Let's get to know Herd-MDL by exploring these features:

  • Search and Discovery - use Herd-UI to view the demo objects that are created during Herd installation – this is how end users will locate and understand data in Herd-MDL
  • Interactive Query - connect to Big Data SQL (BDSQL) JDBC endpoint to query the data as it sits in S3 - this is how end users will access the data
  • Ingestion - explore two ways to ingest data into the Herd MDL - the Uploader tool and direct S3 upload with API registration
  • Integration - call some Herd REST endpoints that are used by Herd-UI and discuss various other integrations using the REST APIs.

Search and Discovery in Herd-UI

Purpose - search and browse in Herd-UI and view the detailed business and technical metadata that is stored in the Herd catalog.

Terminology

  • Data Entity (also known as a Business Object Definition in Herd APIs) - represents a set of data with a specific business meaning e.g. Trade Details. Includes descriptive information and details of data format.
  • Data Object (also known as a Business Object Data in Herd APIs) - represents actual data in some storage location. Includes information about physical location, partitions, and storage platform.
  • Category (also known as Tag in Herd APIs) - represents a business concept that is used to group and describe Data Entities, e.g. Market Data

Activities

Pre-requisites - Herd-MDL is installed and validated; User has browser and network access to Herd-UI URL.

Browse the catalog

  • Locate the Herd-UI URL in output of Herd-MDL wrapper stack and enter that URL into a web browser
  • Browse by clicking 'SEC' on the Herd-UI home page.
  • Only a single category (SEC) is created in the demo install.
  • Herd administrators and/or data publishers can define more categories and tag Data Entities with categories to build a browse-able taxonomy.
  • The Category page has a description of the category and a list of Data Entities that have been tagged with this category
  • The list shows a short description of each Data Entity along with its display name and physical name.
  • Users can filter the list of Data Entities by clicking on checkboxes to the left. This list includes all categories of all Data Entities in the list.

Search the catalog

  • On the Home page, enter a term (such as 'Price') in the search box and press the search button (magnifying glass icon).
  • The Search Results page shows a list of all Data Entities and Categories that contain that term
  • The term matches are visible with hit highlighting in the 'Found In' section of each search result. This shows how the term matched in the name, description, column name or description, etc in the Data Entity
  • Users can filter the list of Data Entities by clicking on checkboxes to the left. This list includes all categories of all Data Entities in the search results.
  • Click on a Data Entity name (like 'Security Test Object') to view more details about that Data Entity

Learn about a Data Entity

  • The Data Entity page for each object has a description, a list of categories it's been tagged with, and a list of contacts that are experts on this data.
  • The 'Columns' tab lists all columns in the data entity (if it's columnar data) along with description for each column and its datatype
  • View Data Objects registered for this Data Entity by clicking 'Data Object List'

View Data Objects

  • The Data Object List page shows all the Data Objects that have been registered for this Data Entity along with their partition values and information about their format
  • Click on the 'View Data Object' link for any of the Data Objects to see more details
  • The Data Object Detail page shows all details about a data object including its partition values, audit information such as when it was registered, and its storage type and physical location

More information

  • Data publishers and/or Herd administrators can manage all the descriptive information and tagging via on-screen editing or via APIs as described in Populating Business Metadata on the Herd GitHub wiki
  • More details about each page/screen in Herd-UI are available in the Herd-UI User Guide in the Herd-UI GitHub wiki

Take-away

Herd-UI is a powerful search and discovery tool that allows end users to rapidly locate and understand data across the breadth of a massive data lake.

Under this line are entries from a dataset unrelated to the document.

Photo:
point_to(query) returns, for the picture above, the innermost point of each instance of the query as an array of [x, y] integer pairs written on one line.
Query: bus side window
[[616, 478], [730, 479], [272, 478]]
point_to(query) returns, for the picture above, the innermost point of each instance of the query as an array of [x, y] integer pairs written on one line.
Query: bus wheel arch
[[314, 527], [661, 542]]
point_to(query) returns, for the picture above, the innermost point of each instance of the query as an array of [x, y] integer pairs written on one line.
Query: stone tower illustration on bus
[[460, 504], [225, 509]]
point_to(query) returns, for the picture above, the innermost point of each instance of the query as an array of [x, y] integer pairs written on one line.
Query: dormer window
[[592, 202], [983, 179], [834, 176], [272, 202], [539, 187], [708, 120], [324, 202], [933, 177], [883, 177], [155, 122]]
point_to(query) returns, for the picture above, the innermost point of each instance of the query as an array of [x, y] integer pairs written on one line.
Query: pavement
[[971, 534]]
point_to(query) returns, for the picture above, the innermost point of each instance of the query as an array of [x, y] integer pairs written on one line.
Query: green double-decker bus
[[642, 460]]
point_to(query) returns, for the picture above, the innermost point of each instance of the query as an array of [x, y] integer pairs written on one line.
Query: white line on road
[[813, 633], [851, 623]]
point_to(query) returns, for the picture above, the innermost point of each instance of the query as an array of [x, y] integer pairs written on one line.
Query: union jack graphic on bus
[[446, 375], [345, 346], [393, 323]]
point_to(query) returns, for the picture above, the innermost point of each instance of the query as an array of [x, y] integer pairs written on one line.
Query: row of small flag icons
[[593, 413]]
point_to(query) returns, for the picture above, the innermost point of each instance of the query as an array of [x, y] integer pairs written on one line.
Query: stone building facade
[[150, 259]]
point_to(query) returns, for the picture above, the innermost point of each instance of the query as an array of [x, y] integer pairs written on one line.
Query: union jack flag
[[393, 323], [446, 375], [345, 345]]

Interactive Query with BDSQL

Purpose - explore data anywhere in the data lake using Big Data SQL (BDSQL), a Presto query cluster that can access all data registered in the Herd catalog

Terminology

  • Data Entity (also known as a Business Object Definition in Herd APIs) - represents a set of data with a specific business meaning e.g. Trade Details. Includes descriptive information and details of data format.

Activities

Pre-requisites - Herd-MDL is installed and validated; User has SQL client with presto-jdbc-0.190 driver and network access to the BDSQL JDBC endpoint

This section will use the 'Security Test Object'. The Data Entity page for 'Security Test Object' is /data-entities/SEC_MARKET_DATA/SecurityData

Query data

  • Locate the BDSQL JDBC connection string in the output of the Herd-MDL wrapper stack and create a JDBC connection with a SQL client.
  • For demo installs without authentication, the user is 'hadoop' and the password is left blank.
  • It's easy to query data from any Data Entity in the data lake. Simply locate some basic technical metadata on the Data Entity page of the Herd-UI
  • The technical metadata required is: Namespace, Physical Name, Usage, and File Type. For example for the 'Security Test Object', these values are: Namespace=SEC_MARKET_DATA, Physical Name=SecurityData, Usage=MDL, and File Type=TXT
  • Query the data in the SQL client – the schema and logical table name for JDBC query are made up of Namespace.PhysicalName_Usage_FileType,
  • So to query 'Security Test Object', enter 'select * from sec\_market\_data.securitydata\_mdl\_txt'.
  • The SQL client will display the results. Use partitions in the where clause to optimize performance.

More information

  • More details about how physical metadata in Herd is used to enable BDSQL is available in the Technical Overview
  • The instance type and node count of the BDSQL Presto cluster can be tuned for performance

Take-aways

Users can query anything in the data lake in seconds. The example above has one object – but Herd-MDL achieves interactive query performance even if you have thousands of Data entities, millions of Data Objects and partitions, and cases where each Data Object has tens of billions of rows that make up a Data Entity with trillions of rows.

BDSQL exposes all the data in your data lake to any user who can perform SQL queries. It looks like one gigantic database accessible to anyone with a SQL client – but it's actually based on more scalable and cost-effective technology than even the most expensive proprietary big data appliances.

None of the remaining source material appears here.